EVALUATION OF ADDITION OF PARACETAMOL AS ADD ON THERAPY TO LOW DOSE ETORICOXIB FOR ANALGESIA IN ACUTE PAIN: AN EXPERIMENTAL STUDY

EVALUATION OF ADDITION OF PARACETAMOL AS ADD ON THERAPY TO LOW DOSE ETORICOXIB FOR ANALGESIA IN ACUTE PAIN: AN EXPERIMENTAL STUDY

Saroj Kothari, Tulika Singhal ^* and Haresh Bansal

Department of Pharmacology, GRMC, Gwalior - 474001, Madhya Pradesh, India.

ABSTRACT: Objective: To study the influence of paracetamol on analgesia when given separately with low dose etoricoxib for treatment of acute pain in mice. Materials and methods: Animals were divided into 6 groups consisting of six animals in each group. Dose was calculated by using conversion factor for mice from human dose. Group I, II, III and IV received 2% Gum acacia 10ml/kg, paracetamol 84.5mg/kg, etoricoxib 3.9 mg/kg and 7.8 mg/kg respectively. Group V and VI received etoricoxib 3.9 mg/kg + paracetamol 42.25mg/kg and etoricoxib 3.9 mg/kg + Paracetamol 84.50 mg/kg respectively. Group II, V and VI were administered rescue paracetamol at 6 h. Acetic acid induced writhing test and hot plate method were used to evaluate immediate and delayed analgesic activity respectively. Results: After 1 h low dose paracetamol in combination with low dose etoricoxib showed significant (P<0.05) analgesic activity as compared to etoricoxib low and paracetamol high dose when used alone and comparable analgesia as compared to etoricoxib high dose when used alone. High dose paracetamol with low dose etoricoxib showed better analgesic activity as compared to high dose etoricoxib when used alone. Delayed analgesic activity in paracetamol treated group were significant at 7^th h as compared to 6^th h. Conclusion: Addition of paracetamol increases the analgesic efficacy of low dose etoricoxib and is cost effective as compared to high dose etoricoxib when used alone.

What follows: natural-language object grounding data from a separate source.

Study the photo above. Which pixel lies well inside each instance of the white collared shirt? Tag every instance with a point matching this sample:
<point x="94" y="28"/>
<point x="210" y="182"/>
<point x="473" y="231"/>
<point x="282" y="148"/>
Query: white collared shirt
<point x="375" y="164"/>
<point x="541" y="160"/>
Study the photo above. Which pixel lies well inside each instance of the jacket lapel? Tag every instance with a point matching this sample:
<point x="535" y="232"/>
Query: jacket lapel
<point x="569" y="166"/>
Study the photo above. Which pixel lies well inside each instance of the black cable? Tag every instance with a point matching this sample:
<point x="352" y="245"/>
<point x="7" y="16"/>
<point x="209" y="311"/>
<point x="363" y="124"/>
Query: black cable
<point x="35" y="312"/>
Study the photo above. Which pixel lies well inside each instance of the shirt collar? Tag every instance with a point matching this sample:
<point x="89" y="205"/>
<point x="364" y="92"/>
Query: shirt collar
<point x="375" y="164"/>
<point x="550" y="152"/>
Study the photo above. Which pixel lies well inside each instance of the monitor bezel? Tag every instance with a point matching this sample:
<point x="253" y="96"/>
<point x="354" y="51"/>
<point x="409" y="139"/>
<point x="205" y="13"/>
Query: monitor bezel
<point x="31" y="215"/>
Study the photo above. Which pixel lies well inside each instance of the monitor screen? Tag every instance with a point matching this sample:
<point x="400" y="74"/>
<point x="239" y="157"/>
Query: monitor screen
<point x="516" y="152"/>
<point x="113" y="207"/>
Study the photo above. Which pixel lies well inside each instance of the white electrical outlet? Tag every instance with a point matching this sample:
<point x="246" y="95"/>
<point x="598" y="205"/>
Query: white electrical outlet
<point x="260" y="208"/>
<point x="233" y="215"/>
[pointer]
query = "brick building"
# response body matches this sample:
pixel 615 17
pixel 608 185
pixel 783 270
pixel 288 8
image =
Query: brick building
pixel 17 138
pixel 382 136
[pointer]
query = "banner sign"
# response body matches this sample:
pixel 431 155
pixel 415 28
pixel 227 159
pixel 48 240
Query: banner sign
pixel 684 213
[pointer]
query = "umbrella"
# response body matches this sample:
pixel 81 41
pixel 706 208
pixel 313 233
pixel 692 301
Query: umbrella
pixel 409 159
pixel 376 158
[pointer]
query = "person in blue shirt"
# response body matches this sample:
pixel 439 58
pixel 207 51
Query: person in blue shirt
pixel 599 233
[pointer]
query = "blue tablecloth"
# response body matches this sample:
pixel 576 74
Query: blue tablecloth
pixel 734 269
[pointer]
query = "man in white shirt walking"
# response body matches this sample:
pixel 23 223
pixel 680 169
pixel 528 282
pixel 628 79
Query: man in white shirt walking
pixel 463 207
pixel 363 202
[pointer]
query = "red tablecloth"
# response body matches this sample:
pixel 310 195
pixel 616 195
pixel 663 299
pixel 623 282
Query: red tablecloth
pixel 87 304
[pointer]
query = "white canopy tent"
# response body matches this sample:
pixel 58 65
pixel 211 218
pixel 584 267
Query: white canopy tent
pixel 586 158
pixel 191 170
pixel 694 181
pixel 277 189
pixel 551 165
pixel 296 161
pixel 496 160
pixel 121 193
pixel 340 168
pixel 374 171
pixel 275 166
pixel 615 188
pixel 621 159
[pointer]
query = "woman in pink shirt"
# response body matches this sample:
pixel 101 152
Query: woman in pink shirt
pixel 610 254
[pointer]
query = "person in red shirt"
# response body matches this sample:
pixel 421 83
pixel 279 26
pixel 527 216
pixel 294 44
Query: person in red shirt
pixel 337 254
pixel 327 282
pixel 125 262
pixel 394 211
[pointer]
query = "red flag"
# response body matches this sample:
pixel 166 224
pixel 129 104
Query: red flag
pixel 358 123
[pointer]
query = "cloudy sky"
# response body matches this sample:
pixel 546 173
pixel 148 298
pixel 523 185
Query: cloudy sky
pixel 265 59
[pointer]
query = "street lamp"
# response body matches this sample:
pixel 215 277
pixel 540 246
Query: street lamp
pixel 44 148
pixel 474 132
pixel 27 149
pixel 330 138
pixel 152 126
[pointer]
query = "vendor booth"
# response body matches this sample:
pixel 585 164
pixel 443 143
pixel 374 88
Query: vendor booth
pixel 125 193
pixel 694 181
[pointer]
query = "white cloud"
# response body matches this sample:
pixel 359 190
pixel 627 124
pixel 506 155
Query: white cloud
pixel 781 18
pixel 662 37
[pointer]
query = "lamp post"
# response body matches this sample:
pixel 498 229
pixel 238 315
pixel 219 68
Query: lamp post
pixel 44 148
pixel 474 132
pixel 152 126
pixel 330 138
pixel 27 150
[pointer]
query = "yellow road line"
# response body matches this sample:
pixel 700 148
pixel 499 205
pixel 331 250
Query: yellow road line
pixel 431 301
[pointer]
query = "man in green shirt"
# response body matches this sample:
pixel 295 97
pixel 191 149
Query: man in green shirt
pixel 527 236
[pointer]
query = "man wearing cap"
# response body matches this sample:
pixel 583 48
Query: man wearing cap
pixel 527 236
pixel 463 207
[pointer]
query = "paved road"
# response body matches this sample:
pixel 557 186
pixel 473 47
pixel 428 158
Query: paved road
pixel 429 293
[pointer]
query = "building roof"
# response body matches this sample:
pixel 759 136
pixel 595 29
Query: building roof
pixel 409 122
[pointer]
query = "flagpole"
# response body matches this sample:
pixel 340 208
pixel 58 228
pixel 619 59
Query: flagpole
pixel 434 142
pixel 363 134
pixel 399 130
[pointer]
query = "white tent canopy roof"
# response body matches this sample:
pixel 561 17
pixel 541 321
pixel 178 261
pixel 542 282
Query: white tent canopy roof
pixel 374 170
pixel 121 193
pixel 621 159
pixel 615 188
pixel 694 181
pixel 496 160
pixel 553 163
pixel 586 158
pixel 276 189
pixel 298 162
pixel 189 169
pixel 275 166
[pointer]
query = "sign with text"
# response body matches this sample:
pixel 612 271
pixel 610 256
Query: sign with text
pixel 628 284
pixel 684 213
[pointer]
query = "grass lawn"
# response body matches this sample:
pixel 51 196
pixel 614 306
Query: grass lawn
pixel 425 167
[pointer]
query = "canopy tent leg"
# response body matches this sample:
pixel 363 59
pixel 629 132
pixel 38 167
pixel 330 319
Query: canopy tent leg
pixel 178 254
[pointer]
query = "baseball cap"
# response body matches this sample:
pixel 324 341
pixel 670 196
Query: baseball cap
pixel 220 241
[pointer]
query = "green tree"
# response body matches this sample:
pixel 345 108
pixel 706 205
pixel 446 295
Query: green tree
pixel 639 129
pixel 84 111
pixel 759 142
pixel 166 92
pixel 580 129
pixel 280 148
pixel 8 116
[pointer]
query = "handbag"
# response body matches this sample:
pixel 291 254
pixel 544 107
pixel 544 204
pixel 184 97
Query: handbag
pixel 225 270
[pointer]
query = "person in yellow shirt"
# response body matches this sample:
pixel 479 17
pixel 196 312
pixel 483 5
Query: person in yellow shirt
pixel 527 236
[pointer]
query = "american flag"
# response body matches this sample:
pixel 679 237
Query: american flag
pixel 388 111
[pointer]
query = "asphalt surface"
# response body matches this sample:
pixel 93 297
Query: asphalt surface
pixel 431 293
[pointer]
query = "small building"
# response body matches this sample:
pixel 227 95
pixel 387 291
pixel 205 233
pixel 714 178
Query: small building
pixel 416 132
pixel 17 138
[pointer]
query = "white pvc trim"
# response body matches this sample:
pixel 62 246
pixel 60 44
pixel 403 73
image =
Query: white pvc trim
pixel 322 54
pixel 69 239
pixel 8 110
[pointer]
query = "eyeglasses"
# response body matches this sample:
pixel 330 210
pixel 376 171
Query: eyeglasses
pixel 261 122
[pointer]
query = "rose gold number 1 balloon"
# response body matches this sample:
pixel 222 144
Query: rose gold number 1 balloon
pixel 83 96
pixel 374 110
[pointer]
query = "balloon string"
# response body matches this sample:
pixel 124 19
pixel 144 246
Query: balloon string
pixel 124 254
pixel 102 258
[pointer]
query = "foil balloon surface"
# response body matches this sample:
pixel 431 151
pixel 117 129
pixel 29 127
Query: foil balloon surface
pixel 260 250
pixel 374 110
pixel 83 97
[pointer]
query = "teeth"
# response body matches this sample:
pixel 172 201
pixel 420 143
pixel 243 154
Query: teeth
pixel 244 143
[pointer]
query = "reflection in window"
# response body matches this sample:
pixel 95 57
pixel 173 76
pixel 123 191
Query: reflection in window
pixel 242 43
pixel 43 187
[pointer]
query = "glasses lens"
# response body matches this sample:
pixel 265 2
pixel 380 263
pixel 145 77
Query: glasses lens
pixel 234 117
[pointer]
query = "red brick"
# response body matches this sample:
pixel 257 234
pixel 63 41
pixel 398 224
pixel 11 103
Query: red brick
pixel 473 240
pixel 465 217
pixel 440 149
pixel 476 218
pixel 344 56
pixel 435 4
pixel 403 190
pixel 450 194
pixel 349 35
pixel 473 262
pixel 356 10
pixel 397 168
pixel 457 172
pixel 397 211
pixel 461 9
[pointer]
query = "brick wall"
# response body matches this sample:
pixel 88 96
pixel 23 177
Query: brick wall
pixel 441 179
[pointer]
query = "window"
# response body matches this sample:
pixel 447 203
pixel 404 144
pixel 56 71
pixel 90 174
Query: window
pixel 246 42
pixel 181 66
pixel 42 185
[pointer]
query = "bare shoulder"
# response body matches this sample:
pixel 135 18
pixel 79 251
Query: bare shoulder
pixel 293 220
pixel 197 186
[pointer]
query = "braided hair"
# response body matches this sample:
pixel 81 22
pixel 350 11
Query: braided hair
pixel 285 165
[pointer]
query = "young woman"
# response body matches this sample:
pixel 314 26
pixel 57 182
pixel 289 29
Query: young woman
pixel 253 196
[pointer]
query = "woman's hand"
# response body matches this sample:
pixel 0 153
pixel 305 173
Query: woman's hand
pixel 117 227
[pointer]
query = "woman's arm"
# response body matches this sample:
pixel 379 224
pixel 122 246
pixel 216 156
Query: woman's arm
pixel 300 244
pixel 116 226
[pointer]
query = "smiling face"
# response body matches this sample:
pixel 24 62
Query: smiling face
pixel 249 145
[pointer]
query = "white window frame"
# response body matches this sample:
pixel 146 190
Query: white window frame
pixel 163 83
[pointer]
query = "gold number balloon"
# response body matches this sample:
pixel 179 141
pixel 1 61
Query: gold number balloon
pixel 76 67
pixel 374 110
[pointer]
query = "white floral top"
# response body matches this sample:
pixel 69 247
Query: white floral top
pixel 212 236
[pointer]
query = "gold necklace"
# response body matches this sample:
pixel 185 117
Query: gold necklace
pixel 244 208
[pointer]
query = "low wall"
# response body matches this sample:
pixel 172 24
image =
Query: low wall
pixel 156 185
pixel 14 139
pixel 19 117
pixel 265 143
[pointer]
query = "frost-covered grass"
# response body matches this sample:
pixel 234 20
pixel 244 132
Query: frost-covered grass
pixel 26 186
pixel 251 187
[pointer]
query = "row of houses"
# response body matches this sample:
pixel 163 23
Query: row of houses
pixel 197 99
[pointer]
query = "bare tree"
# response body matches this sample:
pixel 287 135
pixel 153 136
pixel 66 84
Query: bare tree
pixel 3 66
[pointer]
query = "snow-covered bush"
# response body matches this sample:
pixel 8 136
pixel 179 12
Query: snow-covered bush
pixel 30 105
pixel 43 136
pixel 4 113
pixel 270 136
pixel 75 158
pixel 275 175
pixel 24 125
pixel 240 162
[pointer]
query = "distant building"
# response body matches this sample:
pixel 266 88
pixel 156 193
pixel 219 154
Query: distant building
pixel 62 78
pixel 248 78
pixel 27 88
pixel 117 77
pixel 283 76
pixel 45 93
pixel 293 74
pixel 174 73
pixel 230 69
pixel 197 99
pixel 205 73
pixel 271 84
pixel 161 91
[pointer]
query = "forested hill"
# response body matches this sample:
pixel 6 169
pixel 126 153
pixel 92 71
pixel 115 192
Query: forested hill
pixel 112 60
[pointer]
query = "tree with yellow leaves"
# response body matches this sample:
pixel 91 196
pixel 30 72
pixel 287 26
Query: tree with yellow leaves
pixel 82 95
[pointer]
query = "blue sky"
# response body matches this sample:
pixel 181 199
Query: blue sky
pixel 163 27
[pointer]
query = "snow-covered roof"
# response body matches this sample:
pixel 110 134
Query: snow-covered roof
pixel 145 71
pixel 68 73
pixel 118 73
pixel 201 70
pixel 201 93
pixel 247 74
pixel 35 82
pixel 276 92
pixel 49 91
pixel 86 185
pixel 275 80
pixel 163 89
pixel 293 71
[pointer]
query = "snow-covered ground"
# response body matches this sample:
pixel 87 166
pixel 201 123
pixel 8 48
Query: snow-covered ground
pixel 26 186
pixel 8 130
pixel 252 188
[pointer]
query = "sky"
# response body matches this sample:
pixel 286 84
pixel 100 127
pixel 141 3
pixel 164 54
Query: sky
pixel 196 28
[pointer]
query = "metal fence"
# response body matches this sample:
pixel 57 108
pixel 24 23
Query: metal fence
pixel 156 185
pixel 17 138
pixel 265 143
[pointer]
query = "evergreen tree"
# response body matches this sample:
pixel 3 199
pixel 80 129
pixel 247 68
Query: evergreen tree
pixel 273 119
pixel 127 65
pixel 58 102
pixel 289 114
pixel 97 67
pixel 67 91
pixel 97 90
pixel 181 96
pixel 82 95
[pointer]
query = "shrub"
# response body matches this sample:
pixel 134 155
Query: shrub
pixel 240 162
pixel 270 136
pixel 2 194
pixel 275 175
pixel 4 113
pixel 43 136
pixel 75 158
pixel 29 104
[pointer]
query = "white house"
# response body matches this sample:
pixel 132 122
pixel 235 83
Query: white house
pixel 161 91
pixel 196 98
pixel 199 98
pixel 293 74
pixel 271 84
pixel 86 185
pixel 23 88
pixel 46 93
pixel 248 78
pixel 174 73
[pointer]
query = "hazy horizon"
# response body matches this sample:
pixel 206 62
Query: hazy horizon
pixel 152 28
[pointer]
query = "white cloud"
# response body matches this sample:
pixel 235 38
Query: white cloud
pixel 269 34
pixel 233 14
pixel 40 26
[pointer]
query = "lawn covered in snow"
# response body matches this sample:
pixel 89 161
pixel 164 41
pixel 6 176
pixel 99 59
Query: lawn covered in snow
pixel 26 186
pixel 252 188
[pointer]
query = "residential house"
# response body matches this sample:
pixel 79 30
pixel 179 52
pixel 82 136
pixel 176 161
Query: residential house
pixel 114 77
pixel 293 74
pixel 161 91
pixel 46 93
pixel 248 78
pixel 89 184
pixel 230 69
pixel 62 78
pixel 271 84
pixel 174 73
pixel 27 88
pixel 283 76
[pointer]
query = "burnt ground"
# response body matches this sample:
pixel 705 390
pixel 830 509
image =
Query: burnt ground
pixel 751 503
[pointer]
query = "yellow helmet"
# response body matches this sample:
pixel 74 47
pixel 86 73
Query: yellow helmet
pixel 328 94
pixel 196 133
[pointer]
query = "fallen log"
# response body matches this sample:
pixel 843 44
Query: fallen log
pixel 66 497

Etoricoxib, Paracetamol, Low dose, Writhing, Hot plate method, Cost effective

INTRODUCTION: Pain is a warning signal that causes discomfort, and patient visits to a physician or takes medicine over the counter. An increasing trend for analgesic use has been observed for pain relief, and patients are often consuming more than the recommended dose. Classical non-steroidal anti-inflammatory drugs which act by inhibiting both cyclo-oxygenases (COX I and COXII) enzymes are the most commonly prescribed analgesics, but gastrointestinal (GIT) toxicity is a problem with their use. They inhibit the production of prostaglandins that helps in the relief of pain but also inhibit gastroprotective effect ¹.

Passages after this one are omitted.